| Sometimes HTTrack seems just to check if a file exists on
the remote server even there is no need to download it
(because it has already been in the cache). Of course, it
makes the program slower, especially when it re-read the
previously written cache. Instead of just seconds, it needs
hours just to re-read the cache. I really do not know why
it checks anything on the Internet while reading the cache.
But sometimes such not-wanted checking causes serious
problems. A robot on a certain WWW site checks if you are
downloading only one site a time. If not, it
writes "massive download" and it blocks you off so you
cannot browse the website for some time (let's say, for 3
months) at all.
When I tested HTTrack with this site, I set the proper
option in it but the program did something that I was
detected as a mass-downloader and blocked. I am sure the
only possiblility is that it tried to check if a file
exists in the same time when it was downloading another
file. It should never happen! One file should meen one
file, without exceptions, without any needless checking.
Previously I tested another website copier (Teleport Pro)

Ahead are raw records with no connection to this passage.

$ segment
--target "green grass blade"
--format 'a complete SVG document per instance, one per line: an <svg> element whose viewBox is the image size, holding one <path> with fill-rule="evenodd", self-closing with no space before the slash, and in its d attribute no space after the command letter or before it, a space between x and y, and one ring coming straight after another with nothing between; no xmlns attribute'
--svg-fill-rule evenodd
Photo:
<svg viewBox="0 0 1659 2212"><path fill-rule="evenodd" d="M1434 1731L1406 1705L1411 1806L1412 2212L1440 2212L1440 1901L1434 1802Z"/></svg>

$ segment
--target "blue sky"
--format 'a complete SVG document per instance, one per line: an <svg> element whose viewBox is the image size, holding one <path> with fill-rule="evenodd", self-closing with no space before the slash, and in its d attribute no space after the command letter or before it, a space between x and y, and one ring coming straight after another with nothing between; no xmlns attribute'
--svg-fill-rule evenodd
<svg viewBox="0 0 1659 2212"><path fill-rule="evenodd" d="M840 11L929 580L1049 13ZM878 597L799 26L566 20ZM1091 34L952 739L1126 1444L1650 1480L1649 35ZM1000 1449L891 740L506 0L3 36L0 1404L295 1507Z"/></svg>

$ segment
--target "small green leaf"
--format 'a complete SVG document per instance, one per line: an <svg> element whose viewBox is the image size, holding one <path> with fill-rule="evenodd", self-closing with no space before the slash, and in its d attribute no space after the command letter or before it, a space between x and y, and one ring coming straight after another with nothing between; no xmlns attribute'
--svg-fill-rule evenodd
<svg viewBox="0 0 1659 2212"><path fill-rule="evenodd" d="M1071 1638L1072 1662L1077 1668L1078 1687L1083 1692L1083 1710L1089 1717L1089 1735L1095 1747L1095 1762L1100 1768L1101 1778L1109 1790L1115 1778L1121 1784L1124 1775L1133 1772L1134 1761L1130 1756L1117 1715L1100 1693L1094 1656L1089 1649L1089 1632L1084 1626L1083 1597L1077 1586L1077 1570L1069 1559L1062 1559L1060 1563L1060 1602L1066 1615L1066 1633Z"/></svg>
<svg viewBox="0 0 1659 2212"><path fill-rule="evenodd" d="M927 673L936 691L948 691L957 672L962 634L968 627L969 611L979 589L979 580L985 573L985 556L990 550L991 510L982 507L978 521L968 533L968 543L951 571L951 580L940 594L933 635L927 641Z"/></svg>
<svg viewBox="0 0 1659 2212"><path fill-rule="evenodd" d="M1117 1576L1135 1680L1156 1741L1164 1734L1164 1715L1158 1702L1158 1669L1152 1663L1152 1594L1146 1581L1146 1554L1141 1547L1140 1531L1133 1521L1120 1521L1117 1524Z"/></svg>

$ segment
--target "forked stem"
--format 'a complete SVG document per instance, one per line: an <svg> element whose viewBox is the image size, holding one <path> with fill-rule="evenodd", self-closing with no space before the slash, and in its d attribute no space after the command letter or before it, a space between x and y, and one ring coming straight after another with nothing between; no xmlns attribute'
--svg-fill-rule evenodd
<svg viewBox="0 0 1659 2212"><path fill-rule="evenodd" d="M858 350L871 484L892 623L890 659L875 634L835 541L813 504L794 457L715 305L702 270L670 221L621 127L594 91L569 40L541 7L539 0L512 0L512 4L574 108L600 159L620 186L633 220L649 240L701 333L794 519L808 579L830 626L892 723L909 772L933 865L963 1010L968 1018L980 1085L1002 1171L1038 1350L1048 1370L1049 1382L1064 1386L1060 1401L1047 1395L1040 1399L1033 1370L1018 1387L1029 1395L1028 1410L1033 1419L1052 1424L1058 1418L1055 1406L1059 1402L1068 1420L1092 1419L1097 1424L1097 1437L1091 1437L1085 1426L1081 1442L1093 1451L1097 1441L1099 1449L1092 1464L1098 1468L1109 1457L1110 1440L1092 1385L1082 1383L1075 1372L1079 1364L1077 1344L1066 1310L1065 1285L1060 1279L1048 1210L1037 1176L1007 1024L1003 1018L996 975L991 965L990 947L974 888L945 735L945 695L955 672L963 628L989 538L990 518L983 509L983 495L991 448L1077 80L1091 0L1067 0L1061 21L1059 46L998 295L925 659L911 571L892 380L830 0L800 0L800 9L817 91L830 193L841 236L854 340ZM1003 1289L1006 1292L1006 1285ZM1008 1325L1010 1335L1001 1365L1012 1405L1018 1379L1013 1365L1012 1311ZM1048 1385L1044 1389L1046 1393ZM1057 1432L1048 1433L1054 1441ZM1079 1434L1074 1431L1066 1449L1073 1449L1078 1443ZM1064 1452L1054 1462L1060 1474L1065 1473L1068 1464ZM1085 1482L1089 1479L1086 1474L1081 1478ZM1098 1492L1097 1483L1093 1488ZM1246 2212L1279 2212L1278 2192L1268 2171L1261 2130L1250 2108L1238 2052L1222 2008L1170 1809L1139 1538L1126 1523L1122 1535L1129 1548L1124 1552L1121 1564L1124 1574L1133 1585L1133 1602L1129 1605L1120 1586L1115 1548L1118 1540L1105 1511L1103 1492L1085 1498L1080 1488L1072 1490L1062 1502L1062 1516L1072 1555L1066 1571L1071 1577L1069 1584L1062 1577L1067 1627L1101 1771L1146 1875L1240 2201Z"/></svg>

with the same site and when I set "only 1 file
simultaneously", all was OK. The robot on the server cannot
detect anything suspected. So I think that the option "1
file" in HtTrack does not work too rigorously (in other
words: it does not work at all... because if you really
need to limit yourself to one file maximum, it REALLY must
be obeyed and no other attempts downloading, no checks if
files exist, no testings on the remote server etc. should
be permitted).
Grzegorz JagodziƱski
| |